A pro-life sidewalk counseling organization asked the Supreme Court last week to invalidate a Carbondale, Illinois, law that forbids protests and outreach within a so-called bubble zone outside abortion clinics.

The group, Coalition Life, argues that the 2023 law violates sidewalk counselors’ First Amendment right to approach women near abortion facilities to advise them of alternatives to abortion. Similar laws exist in other states such as New Hampshire and Montana.

The petition in Coalition Life v. City of Carbondale was docketed by the nation’s highest court on July 18.

The local disorderly conduct ordinance being challenged makes it illegal—within 100 feet of a hospital, medical clinic, or health care facility— to come within eight feet of another person with the intention of distributing leaflets, displaying signs, or participating in protest, education, or counseling.

Coalition Life, which is active in sidewalk counseling outside abortion clinics in Kansas, Missouri, and Illinois, sued Carbondale, arguing that the local law is unconstitutional.

Pro-life groups argue that laws restricting free speech outside abortion clinics deserve to be reexamined in light of the Supreme Court’s 2022 ruling in Dobbs v. Jackson Women’s Health Organization, which overturned Roe v. Wade (1973) and held that there was no absolute right to an abortion under the U.S. Constitution.

Because the 2022 ruling meant abortion was no longer considered protected by the Constitution but returned to individual states to decide their own regulations, laws that limit advocacy outside abortion clinics need to be curbed, according to these groups.

In July 2023, U.S. District Judge Stephen McGlynn of the Southern District of Illinois dismissed the lawsuit against Carbondale’s bubble-zone law in a brief two-page ruling. The judge found that the lawsuit was barred by the Supreme Court ruling in Hill v. Colorado (2000).

In Hill v. Colorado, the Supreme Court upheld a Colorado law that forbade activists opposed to abortion from coming within eight feet of another person within a 100-foot zone around a health care facility without that person’s consent. The court ruled that activists who wished to express their opinions were free to do so outside the designated zone.

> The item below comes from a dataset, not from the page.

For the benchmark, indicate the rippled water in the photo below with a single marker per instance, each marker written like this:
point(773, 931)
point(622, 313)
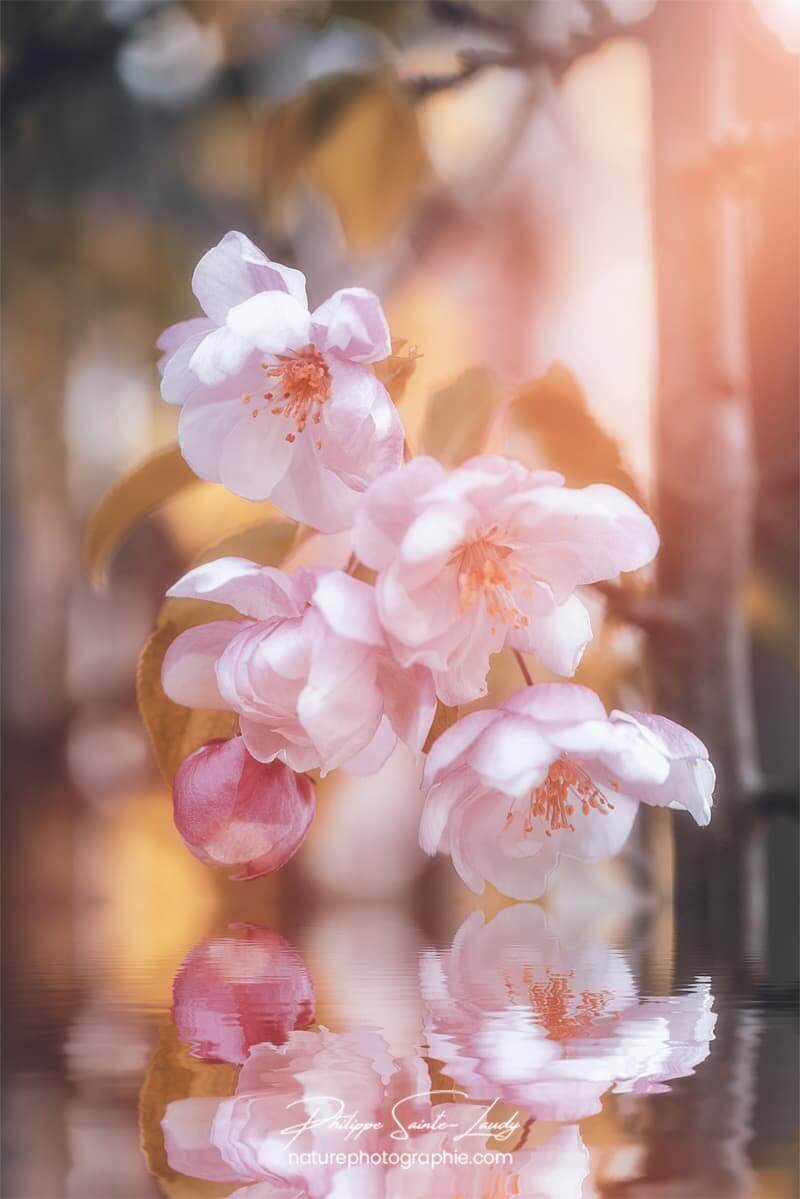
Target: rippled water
point(608, 1064)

In March, a three-judge panel of the Seventh Circuit dismissed Coalition Life’s appeal of Judge McGlynn’s decision. In its three-page order, the circuit court found that the group’s arguments were “foreclosed” by Hill v. Colorado.

Peter Breen, executive vice president and head of litigation at the Thomas More Society, a public interest law firm on Coalition Life’s legal team, said it is time for the Supreme Court to overturn the Hill v. Colorado precedent that keeps bubble-zone laws alive.

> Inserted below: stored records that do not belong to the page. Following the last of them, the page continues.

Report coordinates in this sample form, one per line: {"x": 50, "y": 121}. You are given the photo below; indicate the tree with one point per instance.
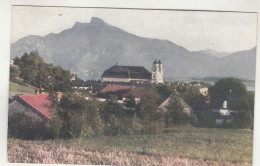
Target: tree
{"x": 192, "y": 96}
{"x": 14, "y": 72}
{"x": 223, "y": 86}
{"x": 36, "y": 72}
{"x": 147, "y": 110}
{"x": 244, "y": 103}
{"x": 175, "y": 114}
{"x": 130, "y": 103}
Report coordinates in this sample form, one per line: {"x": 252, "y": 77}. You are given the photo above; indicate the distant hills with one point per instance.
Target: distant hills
{"x": 87, "y": 49}
{"x": 214, "y": 53}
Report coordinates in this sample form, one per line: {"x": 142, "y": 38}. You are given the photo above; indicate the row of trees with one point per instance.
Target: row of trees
{"x": 34, "y": 71}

“Now that the Supreme Court has returned the abortion debate to the people and their legislators, it is more important than ever to restore the free speech rights of those who advocate for life in the public square,” Mr. Breen said in a written statement.

“Hill v. Colorado was egregiously wrong on the day it was decided, and it remains a black mark in our law to this day.”

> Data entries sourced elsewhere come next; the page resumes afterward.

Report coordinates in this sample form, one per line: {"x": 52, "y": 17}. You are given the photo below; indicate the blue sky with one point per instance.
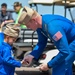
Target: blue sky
{"x": 41, "y": 9}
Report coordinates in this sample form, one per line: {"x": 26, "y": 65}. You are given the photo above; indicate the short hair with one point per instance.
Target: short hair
{"x": 4, "y": 4}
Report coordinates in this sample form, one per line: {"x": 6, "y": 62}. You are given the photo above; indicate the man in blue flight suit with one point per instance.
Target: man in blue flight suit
{"x": 7, "y": 60}
{"x": 57, "y": 28}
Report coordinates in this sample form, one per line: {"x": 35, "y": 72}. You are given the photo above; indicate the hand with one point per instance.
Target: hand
{"x": 28, "y": 59}
{"x": 43, "y": 67}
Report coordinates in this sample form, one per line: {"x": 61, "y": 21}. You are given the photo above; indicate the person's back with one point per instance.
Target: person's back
{"x": 18, "y": 9}
{"x": 5, "y": 17}
{"x": 8, "y": 63}
{"x": 67, "y": 25}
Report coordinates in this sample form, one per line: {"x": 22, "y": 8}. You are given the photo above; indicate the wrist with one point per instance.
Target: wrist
{"x": 48, "y": 65}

The new appeal was made after the state of Illinois banned pro-life sidewalk counseling last year. Months later, a federal court invalidated the law.

In December 2023, U.S. District Judge Iain D. Johnston permanently blocked the Illinois law enacted in July 2023 that targeted sidewalk counselors and related counseling organizations for expressing their pro-life message. The state had treated pro-life speech, engaged in by pregnancy help ministries, as a deceptive business practice.

The state law, known as SB 1909, was “likely classic content and viewpoint discrimination prohibited by the First Amendment,” the judge determined.

On July 16, the Supreme Court directed Carbondale to respond to the petition by Aug. 19.

Jamie Snyder, city attorney for Carbondale, didn’t respond by publication time to a request for comment.

This article by Matthew Vadum appeared July 20, 2024, in The Epoch Times. It was updated July 21, 2024.